L’un d’eux est le Suédois Perseus Karlström. Il est premier (20 km) et troisième (35 km) au classement mondial, mais il ne s’est pas entraîné sur la plus longue des deux distances cette année, dit-il. « Je voulais courir une préparation olympique en vue de l’année prochaine et il n’y a pas de 35 kilomètres courus là-bas. Donc, l’accent était entièrement mis sur les 20 kilomètres.

L’Espagnol Alvaro Martin planifie intelligemment sa course de Coupe du monde et remporte l’or.
Photo Robert Hegedus/EPA

Ces dernières années, le sport a vu beaucoup de spécialistes du 50 kilomètres dire au revoir. Quelques-uns ont tenté de se convertir au 20 kilomètres, dont Dunfee. « Mais je suis encore en train de déterminer cette distance. C’est tellement court, ça va tellement vite, tu vas droit dans le rouge et ça fait de plus en plus mal. Vous ne pouvez pas constant commencer et accélérer plus tard, comme sur les 50 kilomètres.

Disqualifié

Cela se voit à Budapest. Immédiatement après le départ, un groupe d’une vingtaine d’hommes, appelons ça un peloton, s’élance à un rythme difficile à suivre pour la plupart des coureurs amateurs. Ils bouclent le cercle d’un kilomètre en moins de quatre minutes, soit une vitesse de plus de 15 kilomètres à l’heure.

Il y a huit juges sur le parcours qui vérifient si cela reste avec la marche. Les athlètes doivent avoir un pied touchant le sol à tout moment et leur jambe d’appui doit rester tendue jusqu’à ce que leur autre jambe vienne à côté. C’est difficile même pour les meilleurs marcheurs rapides du monde : le Letton Marius Ziukas est disqualifié après trois infractions.

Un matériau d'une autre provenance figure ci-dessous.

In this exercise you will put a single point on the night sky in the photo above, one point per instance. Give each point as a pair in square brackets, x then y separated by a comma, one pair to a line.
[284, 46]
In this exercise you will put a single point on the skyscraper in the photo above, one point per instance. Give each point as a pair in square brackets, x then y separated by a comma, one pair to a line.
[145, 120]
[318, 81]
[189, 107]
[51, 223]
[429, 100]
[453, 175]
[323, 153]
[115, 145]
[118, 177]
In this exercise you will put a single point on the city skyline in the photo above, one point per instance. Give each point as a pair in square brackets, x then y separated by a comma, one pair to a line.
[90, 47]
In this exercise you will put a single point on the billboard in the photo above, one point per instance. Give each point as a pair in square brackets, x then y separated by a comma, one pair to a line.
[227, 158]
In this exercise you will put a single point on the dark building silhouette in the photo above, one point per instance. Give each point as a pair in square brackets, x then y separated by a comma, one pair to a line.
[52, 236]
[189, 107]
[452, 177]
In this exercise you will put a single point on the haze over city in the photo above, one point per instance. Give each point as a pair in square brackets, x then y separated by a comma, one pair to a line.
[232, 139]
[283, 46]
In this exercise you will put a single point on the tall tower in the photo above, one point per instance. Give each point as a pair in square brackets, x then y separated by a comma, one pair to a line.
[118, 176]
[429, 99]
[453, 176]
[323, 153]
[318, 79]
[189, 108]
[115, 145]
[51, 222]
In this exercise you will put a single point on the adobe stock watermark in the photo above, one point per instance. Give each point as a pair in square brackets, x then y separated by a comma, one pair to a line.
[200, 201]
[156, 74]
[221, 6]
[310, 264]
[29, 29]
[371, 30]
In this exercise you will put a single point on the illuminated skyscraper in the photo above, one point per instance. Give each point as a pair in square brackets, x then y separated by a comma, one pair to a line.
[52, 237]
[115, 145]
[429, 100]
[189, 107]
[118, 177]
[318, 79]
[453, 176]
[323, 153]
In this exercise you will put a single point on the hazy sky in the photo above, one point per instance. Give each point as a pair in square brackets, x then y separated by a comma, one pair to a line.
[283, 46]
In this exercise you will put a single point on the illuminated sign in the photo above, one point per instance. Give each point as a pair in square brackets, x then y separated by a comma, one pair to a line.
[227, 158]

Pour Dunfee, les choses semblent aller trop vite au début. Il s’accroche à peine à l’élastique à l’arrière du peloton. Après il dira qu’il lui a fallu du temps pour trouver son rythme, à cause du parcours irrégulier et des nombreuses flaques d’eau sur la route. Mais après cela, il prend de la vapeur; à chaque tour, il semble bouger un peu plus.

Maintenant, il apparaît que les 20 kilomètres peuvent aussi s’avérer être une compétition tactique. Le japonais Koki Ikeda avance au début, mais se fait exploser. L’Espagnol Álvaro Martín a mieux organisé sa course et avec une échappée à environ cinq kilomètres de l’arrivée il prend la tête et ne la lâche plus. Il est devenu champion du monde en 1:17.32.

Derrière lui, Dunfee, le Suédois Perseus Karlström et le Brésilien Caio Bonfim se battent pour les places restantes sur le podium. Karlström arrive deuxième et célèbre avec un casque viking bleu et jaune sur la tête. Derrière cela, Dunfee perd la bataille pour le bronze.

Pourtant, il franchit la ligne d’arrivée les bras tendus et les poings serrés. « C’était super. Je voulais montrer que je pouvais aussi concourir sur cette distance, et j’ai réussi.